Friday, October 23, 2009

Pirate Treasure in Kentucky


An article in the Hardin County News-Enterprise pointed me to an interesting-sounding book I wasn't aware of: Robert Prather's The Strange Case of Jonathan Swift and the real Long John Silver.

In it, Prather makes the case for the semi-mythical pirate Jonathan Swift and the semi-mythical pirate Long John Silver being one and the same man, and suggests that Swift may have buried his fabled treasure (and concealed a gold/silver mine) somewhere on his thousands of acres of property he owned in Kentucky.

(We're speaking here, of course, of the Jonathan Swift who is said to have discovered a vast gold/silver mine somewhere in Kentucky, not the Gulliver's Travels author.)

Prather suggests the Swift cache sits near the Hardin-Breckinridge county line, in the middle of an “X” formed by the towns of Eastview, Westview, Centerview and Grandview.

Furthermore, Prather points out an old newspaper article from 1902 that mentions a goldmine near Easy Gap, just a few miles from the area in question.

Wikipedia says:

"Tradition holds that he [Swift] was an established Indian trader, but some historians came to believe he was a pirate who preyed on Spanish merchants and made his frequent trips into the wilderness not to retrieve his treasure, but to hide and coin it. A resident of Laurel County, Kentucky named William Reams held that following Swift's visit to the mine in 1769 – the last trip recorded in the journal – he and his accomplices agreed not to claim any of the treasure they had hidden in the area until 1790. When they did return, Swift was overcome by the sight of the wealth and killed the other members of the party while they slept. Following this action, he was struck blind and unable to recover the treasure."


Henry Harvey Fuson's 1939 History of Bell County, Kentucky, on the other hand, pooh-poohs the whole notion and does so in a rather disingenuous manner:

"The mountain people in the past have been good subjects for the creation of this folk-tale, since no mines have been found that we can trace to Swift. They lived for a century far from railroads in a wilderness of mountain country. They made a living, a bare living in many instances, by the hardest of work. People in this condition dream of wealth and luxury.

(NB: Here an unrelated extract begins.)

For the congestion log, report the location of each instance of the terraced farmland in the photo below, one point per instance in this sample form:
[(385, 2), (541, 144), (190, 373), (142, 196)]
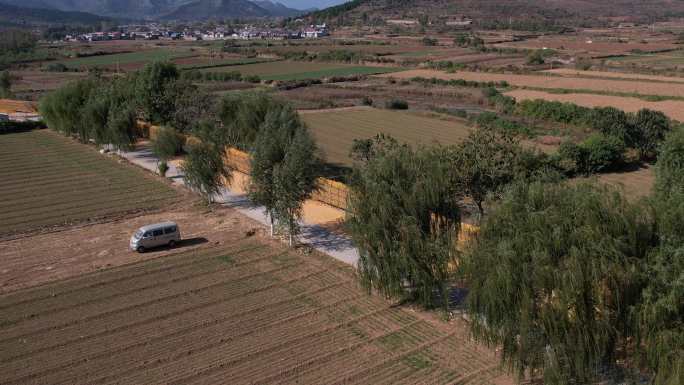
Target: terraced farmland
[(127, 61), (335, 131), (253, 312), (288, 70), (623, 87), (49, 180)]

The story of Swift fell into fertile soil of their dreaming minds and became fixed there as a fact. After it became fixed, and no mines could be found, then reasons were invented to account for not finding the silver. Hence, dark caves with heaped-up silver guarded by demons, great kettles of silver deep down in the ground protected by a league of devils, and many other stories grew up around this tradition. What better modern folk-tale could we have?"

(For those who find significance in synchronicities for their own sake, you may be intrigued to note the promixity of Swift's alleged buried treasure site to that of Fort Knox. Likewise, you may note the fact that the Long John Silver's restaurant chain is owned by the Kentucky-based Yum! Brands.)

1 comment:

Ed said...

I still think it's somewhere around that big blue bridge between Jackson County and Estil County that might just exist in a dim corner of my mind.